A iniciativa defende o uso das chamadas Soluções Baseadas na Natureza (SBN), que incluem ações como preservação de áreas verdes, recuperação de matas ciliares, restauração de manguezais e revegetação de encostas. A proposta busca reduzir os impactos de eventos climáticos extremos e, ao mesmo tempo, diminuir deslocamentos forçados de populações afetadas por desastres.
Segundo as instituições, a adoção dessas estratégias pode ajudar cidades a enfrentar problemas como enchentes, deslizamentos, secas, ondas de calor, erosão costeira e incêndios florestais.
O documento destaca que cerca de 66% dos municípios brasileiros possuem baixa ou muito baixa capacidade de adaptação diante de eventos climáticos extremos, o que amplia a vulnerabilidade da população.

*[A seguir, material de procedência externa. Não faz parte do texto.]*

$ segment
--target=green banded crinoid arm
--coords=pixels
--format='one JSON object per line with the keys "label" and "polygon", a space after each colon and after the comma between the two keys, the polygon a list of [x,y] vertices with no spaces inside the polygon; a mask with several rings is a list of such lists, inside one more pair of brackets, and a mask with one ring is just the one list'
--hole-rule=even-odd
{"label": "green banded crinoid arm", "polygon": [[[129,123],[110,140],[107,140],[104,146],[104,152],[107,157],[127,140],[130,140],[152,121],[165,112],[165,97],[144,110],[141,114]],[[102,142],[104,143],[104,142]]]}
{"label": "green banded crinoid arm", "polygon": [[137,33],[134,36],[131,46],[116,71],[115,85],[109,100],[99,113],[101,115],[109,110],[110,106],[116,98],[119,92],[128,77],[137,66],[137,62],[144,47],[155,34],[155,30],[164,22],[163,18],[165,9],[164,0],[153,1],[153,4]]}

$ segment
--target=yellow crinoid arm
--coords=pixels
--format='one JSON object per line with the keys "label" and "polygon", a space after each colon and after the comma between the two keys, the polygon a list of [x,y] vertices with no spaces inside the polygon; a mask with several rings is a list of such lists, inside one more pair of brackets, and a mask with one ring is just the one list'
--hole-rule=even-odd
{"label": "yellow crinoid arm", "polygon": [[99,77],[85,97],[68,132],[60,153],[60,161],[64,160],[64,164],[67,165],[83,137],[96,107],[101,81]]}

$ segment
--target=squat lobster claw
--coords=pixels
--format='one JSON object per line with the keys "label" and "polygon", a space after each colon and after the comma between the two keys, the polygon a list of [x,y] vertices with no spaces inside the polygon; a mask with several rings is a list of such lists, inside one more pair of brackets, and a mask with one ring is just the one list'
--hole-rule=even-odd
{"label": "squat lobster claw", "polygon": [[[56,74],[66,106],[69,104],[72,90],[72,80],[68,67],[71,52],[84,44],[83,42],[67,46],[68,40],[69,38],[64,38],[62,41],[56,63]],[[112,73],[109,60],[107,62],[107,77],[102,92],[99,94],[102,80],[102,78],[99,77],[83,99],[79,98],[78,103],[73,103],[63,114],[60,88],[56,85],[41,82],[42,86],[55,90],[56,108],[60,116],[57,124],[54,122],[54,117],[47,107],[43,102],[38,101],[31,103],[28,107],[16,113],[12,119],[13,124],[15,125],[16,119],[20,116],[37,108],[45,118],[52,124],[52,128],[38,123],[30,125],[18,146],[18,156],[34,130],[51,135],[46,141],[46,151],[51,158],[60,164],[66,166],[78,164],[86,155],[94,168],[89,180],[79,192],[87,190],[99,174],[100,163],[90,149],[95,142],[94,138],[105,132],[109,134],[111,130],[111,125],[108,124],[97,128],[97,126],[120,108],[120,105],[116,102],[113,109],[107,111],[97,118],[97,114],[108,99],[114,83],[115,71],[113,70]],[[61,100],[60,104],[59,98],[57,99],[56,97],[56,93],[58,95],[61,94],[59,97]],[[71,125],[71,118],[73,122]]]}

Representantes da OIM afirmam que a integração entre políticas ambientais e humanitárias é essencial para aumentar a resiliência das comunidades e prevenir crises sociais decorrentes de desastres naturais.
Já a Fundação Grupo Boticário reforça que o acesso de gestores públicos a conhecimento técnico e ferramentas de planejamento é fundamental para a implementação das soluções.
Além das recomendações, a iniciativa também destaca ferramentas de apoio, como plataformas digitais de mapeamento de risco e programas de capacitação de gestores municipais, que ajudam na identificação de áreas vulneráveis e na escolha das melhores intervenções ambientais.
O tema também ganha relevância global. Segundo o Fórum Econômico Mundial, deslocamentos forçados causados por eventos climáticos estão entre os principais riscos para a economia mundial nos próximos anos.